Publications
CANARY: A water quality event detection algorithm development tool
Hart, David; Mckenna, Sean A.; Klise, Katherine A.; Cruz, Victoria; Wilson, Mark
The detection of anomalous water quality events has become an increased priority for distribution systems, both for quality of service and security reasons. Because of the high cost associated with false detections, both missed events and false alarms, algorithms which aim to provide event detection aid need to be evaluated and configured properly.
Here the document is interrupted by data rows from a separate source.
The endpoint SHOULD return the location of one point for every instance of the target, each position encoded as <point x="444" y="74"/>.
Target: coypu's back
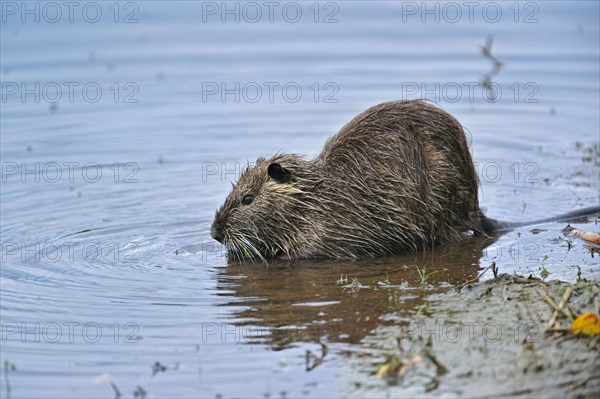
<point x="397" y="178"/>
<point x="406" y="177"/>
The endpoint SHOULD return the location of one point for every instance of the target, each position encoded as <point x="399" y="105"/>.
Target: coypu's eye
<point x="279" y="173"/>
<point x="247" y="199"/>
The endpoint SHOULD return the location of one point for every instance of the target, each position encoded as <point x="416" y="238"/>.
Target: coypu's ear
<point x="279" y="173"/>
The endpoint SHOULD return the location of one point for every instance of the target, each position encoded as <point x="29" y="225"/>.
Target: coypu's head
<point x="265" y="214"/>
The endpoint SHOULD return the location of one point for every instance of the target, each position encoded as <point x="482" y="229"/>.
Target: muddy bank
<point x="495" y="339"/>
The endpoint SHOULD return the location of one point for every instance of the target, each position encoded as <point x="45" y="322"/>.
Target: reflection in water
<point x="340" y="301"/>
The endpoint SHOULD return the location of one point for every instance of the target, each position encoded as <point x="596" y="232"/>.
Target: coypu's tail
<point x="492" y="225"/>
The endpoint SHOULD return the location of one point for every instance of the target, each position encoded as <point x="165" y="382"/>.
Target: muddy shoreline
<point x="494" y="339"/>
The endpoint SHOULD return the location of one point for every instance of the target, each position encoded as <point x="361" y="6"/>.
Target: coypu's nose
<point x="215" y="232"/>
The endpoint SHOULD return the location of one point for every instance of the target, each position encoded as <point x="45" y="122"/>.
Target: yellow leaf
<point x="384" y="370"/>
<point x="587" y="323"/>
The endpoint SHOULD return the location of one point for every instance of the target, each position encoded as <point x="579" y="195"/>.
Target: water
<point x="107" y="262"/>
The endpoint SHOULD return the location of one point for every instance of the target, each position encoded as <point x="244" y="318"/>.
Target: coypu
<point x="397" y="178"/>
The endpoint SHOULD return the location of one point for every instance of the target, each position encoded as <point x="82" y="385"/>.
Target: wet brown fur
<point x="397" y="178"/>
CANARY has been developed to provide both real-time, and off-line analysis tools to aid in the development of these algorithms, allowing algorithm developers to focus on the algorithms themselves, rather than on how to read in data and drive the algorithms. Among the features to be discussed and demonstrated are: 1) use of a standard data exchange format for input and output of water quality and operations data streams; 2) the ability to "plug in" various water quality change detection algorithms, both in MATLAB® and compiled library formats for testing and evaluation by using a well defined interface; 3) an "operations mode" to simulate what a utility operator will receive; 4) side-by-side comparison tools for different evaluation metrics, including ROC curves, time to detect, and false alarm rates. Results will be shown using three algorithms previously developed (Klise and McKenna, 2006; McKenna, et al., 2006) using test and real-life data sets. © 2007 ASCE.